Re: frequent lockups in 3.18rc4

From: Borislav Petkov
Date: Mon Dec 15 2014 - 09:00:13 EST

On Sun, Dec 14, 2014 at 09:47:26PM -0800, Linus Torvalds wrote:
> and "save_xstate_sig+0x81" shows up on all stacks, although only on
> CPU1 does it show up as a "guaranteed" part of the stack chain (ie it
> matches frame pointer data too). CPU1 also has that __clear_user show
> up (which is called from save_xstate_sig), but not other CPU's.
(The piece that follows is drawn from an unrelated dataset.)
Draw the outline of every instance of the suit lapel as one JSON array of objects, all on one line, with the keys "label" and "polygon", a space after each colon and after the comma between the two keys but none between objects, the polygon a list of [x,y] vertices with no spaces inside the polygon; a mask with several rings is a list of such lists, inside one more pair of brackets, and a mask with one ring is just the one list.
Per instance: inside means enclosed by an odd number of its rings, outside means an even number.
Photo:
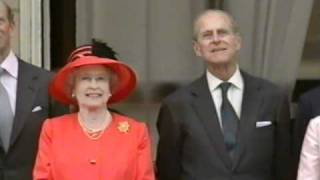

CPU2
> and CPU3 have "save_xstate_sig+0x98" in addition to that +0x81 thing.
> My guess is that "save_xstate_sig+0x81" is the instruction after the
> __clear_user call, and that CPU1 took the fault in __clear_user(),
> while CPU2 and CPU3 took the fault at "save_xstate_sig+0x98" instead,
> which I'd guess is the
> xsave64 (%rdi)

Err, maybe a wild guess, but could XSAVE be encountering some problems,
like store ordering violations or somesuch?

Quick search shows

"AZ72. Store Ordering Violation When Using XSAVE"

here which
talks about SSE context stores happening out of order. Now, there are a
lot of IFs like does Dave's machine even have the erratum and even if,
would that erratum cause some sort of a livelock leading to the kernel
lockups and so on and so on...

It might be worth to rule out though.